The decomposition is implemented via successive Givens rotations. The right choice for least-squares problems where the matrix is not symmetric.

8.13.8. Solving systems

The two dedicated solvers under ulab.scipy.linalg are both faster and more accurate than np.dot(np.linalg.inv(A), b):

  • solve_triangular(a, b, lower=False)() – solve a @ x = b assuming a is triangular:

    A = np.array([[3, 0, 0, 0],
                  [2, 1, 0, 0],
                  [1, 0, 1, 0],
                  [1, 2, 1, 8]])
    b = np.array([4, 2, 4, 2])
    x = sp.linalg.solve_triangular(A, b, lower=True)
    
  • cho_solve(L, b)() – given a Cholesky factor L, solve A @ x = b where A = L @ L.T:

    L = np.linalg.cholesky(A)
    x = sp.linalg.cho_solve(L, b)
    

Reach for these instead of inverting whenever the structure of A allows – they save elimination work and the explicit inverse.

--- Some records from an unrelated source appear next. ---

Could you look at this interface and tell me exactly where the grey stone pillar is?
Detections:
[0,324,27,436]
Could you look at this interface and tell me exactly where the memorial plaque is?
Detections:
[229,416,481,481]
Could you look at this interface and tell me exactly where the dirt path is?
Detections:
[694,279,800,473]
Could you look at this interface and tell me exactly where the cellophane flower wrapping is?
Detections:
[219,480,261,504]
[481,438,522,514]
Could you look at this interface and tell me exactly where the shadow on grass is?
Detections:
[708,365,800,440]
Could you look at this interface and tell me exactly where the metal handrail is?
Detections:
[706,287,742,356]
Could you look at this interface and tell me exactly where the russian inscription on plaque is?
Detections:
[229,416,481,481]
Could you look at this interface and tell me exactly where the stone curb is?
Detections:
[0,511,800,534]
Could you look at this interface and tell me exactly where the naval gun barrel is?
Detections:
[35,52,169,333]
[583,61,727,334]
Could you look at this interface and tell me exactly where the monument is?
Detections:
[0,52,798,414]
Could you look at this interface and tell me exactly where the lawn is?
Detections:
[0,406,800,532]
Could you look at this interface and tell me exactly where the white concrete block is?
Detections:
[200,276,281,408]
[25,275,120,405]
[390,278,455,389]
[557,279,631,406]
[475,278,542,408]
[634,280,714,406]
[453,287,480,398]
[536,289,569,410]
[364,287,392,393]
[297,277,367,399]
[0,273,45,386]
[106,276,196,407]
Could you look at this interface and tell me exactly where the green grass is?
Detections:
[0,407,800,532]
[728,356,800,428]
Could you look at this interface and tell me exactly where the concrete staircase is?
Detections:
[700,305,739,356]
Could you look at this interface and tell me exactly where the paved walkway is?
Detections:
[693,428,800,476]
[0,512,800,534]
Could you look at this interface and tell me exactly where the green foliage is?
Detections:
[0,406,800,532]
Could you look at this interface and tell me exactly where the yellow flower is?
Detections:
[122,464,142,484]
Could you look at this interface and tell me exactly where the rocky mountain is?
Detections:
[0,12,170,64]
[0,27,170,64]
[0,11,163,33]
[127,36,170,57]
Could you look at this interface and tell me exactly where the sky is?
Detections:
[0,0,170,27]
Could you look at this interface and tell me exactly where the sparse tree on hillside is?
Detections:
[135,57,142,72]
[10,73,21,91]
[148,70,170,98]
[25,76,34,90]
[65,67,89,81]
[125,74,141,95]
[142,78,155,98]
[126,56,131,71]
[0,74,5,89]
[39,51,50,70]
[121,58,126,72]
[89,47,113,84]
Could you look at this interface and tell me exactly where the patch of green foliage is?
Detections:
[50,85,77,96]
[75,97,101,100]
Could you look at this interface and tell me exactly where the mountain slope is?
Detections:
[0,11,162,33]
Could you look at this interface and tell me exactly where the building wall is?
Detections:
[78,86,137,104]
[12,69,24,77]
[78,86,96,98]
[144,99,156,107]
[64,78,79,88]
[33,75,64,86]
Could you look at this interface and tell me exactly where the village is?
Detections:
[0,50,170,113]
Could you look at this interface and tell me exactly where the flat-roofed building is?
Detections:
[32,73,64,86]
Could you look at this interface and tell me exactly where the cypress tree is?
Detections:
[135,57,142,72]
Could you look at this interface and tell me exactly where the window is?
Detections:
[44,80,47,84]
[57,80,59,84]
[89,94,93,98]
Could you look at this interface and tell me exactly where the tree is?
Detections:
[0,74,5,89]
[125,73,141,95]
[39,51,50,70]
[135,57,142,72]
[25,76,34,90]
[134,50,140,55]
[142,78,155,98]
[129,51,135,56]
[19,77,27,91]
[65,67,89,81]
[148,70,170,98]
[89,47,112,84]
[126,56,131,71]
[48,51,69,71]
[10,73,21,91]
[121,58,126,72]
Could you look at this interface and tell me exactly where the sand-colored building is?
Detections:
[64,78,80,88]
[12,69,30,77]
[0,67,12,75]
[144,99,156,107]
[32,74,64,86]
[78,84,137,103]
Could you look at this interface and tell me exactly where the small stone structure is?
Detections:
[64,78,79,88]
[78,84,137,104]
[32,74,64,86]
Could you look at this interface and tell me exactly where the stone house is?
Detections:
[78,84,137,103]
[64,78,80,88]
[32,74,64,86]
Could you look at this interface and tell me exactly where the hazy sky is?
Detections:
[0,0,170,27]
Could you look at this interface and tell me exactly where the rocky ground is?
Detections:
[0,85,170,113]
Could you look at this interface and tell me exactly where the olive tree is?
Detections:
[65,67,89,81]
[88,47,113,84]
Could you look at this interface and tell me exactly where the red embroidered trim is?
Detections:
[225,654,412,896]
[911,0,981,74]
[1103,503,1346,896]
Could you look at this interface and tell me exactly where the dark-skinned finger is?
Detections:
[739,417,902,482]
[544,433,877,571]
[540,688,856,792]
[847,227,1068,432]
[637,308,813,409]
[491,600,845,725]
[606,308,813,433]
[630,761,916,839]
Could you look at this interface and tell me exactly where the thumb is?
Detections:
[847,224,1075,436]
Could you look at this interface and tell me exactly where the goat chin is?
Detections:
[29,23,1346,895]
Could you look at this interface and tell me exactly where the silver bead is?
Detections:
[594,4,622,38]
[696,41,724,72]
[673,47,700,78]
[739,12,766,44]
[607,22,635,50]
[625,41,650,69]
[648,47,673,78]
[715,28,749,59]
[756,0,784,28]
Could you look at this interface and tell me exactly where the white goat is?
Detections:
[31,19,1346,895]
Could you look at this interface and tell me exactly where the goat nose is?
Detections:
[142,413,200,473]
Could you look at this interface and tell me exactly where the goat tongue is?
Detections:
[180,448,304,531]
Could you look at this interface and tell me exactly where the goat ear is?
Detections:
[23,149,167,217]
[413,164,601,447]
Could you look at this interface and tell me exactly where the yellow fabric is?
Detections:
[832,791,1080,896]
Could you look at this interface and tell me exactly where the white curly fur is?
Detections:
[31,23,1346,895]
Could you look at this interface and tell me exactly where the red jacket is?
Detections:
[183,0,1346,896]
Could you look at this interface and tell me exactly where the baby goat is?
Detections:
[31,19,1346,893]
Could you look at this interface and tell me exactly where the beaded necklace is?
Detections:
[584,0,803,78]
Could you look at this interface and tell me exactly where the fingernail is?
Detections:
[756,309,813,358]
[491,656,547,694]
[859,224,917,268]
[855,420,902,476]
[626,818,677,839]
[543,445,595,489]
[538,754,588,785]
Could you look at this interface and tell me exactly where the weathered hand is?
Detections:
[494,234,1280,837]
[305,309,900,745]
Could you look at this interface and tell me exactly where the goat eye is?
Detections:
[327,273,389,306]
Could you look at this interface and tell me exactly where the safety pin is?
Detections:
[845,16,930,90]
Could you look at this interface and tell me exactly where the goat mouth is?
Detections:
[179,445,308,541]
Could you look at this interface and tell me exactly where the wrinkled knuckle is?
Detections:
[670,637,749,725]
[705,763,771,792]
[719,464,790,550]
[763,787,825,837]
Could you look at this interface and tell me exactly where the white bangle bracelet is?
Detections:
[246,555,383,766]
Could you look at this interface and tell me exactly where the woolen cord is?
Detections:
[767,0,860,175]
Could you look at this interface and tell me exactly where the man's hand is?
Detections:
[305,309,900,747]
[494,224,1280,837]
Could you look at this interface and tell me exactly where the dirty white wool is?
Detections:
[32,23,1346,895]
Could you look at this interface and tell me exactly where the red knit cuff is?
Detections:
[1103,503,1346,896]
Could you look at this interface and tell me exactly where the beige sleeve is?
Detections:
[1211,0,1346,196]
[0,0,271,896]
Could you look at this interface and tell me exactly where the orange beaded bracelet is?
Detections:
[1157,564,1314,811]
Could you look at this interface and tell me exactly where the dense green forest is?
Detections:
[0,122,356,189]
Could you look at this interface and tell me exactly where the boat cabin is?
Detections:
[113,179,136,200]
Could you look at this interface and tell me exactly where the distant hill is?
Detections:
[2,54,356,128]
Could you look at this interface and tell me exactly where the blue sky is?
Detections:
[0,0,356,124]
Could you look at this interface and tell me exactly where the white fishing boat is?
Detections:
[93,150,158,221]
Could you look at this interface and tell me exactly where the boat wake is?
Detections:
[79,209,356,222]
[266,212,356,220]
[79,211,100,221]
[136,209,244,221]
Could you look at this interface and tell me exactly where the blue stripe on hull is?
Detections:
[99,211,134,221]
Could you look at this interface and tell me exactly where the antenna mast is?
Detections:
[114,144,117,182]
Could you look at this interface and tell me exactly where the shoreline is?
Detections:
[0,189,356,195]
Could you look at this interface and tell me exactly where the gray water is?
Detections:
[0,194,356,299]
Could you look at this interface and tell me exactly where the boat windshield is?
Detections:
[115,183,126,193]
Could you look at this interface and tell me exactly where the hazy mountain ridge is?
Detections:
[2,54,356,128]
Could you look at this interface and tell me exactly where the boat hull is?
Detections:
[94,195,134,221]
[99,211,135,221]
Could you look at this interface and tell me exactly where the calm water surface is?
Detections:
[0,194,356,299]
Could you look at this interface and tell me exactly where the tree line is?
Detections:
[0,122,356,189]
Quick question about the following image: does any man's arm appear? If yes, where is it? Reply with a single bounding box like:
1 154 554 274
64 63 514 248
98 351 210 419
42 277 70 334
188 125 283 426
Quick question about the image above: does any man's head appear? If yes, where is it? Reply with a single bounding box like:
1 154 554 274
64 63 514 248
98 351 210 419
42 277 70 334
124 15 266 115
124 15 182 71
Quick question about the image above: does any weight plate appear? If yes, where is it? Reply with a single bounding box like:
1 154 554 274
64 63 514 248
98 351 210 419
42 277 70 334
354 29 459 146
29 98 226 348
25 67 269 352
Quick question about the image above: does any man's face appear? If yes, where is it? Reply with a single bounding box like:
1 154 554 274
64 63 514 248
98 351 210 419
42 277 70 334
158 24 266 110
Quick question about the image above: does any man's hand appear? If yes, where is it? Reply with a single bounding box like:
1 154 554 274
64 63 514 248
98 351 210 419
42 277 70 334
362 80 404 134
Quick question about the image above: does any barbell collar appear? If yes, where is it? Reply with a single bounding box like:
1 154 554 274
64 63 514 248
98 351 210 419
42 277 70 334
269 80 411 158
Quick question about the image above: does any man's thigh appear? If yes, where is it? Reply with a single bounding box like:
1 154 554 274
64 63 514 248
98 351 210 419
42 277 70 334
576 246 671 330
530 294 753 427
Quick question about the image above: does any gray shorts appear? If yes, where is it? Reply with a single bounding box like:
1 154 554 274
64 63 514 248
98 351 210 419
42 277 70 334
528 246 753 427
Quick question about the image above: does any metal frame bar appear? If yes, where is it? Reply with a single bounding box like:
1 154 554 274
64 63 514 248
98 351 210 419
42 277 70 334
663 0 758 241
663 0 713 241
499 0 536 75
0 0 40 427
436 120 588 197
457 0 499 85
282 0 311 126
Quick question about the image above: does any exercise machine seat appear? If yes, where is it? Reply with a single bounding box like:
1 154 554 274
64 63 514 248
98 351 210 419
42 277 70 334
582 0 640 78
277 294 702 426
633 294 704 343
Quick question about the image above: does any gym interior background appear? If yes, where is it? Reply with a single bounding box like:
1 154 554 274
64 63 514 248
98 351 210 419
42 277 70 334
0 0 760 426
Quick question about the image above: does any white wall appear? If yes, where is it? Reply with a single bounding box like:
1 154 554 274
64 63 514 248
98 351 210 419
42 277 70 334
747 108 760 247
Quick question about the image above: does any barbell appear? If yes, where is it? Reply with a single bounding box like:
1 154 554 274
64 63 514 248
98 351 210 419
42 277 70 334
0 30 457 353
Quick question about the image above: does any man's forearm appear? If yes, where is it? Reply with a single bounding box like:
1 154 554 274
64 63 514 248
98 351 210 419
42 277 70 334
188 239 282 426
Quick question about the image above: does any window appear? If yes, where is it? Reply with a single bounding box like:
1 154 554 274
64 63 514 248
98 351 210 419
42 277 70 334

8.13.9. Solving a small linear system

A = np.array([[3, 0, 1, 1],
              [0, 1, 0, 2],
              [1, 0, 1, 1],
              [1, 2, 1, 8]])
b = np.array([4, 2, 4, 2])

x = np.dot(np.linalg.inv(A), b)
print(x)
print(np.dot(A, x))         # should equal b

The same problem can be expressed by factoring A and calling the appropriate solver – faster and more accurate when A has the right structure.

For the complete argument-level reference, see numpy.linalg — Linear algebra routines and scipy.linalg — Linear algebra routines.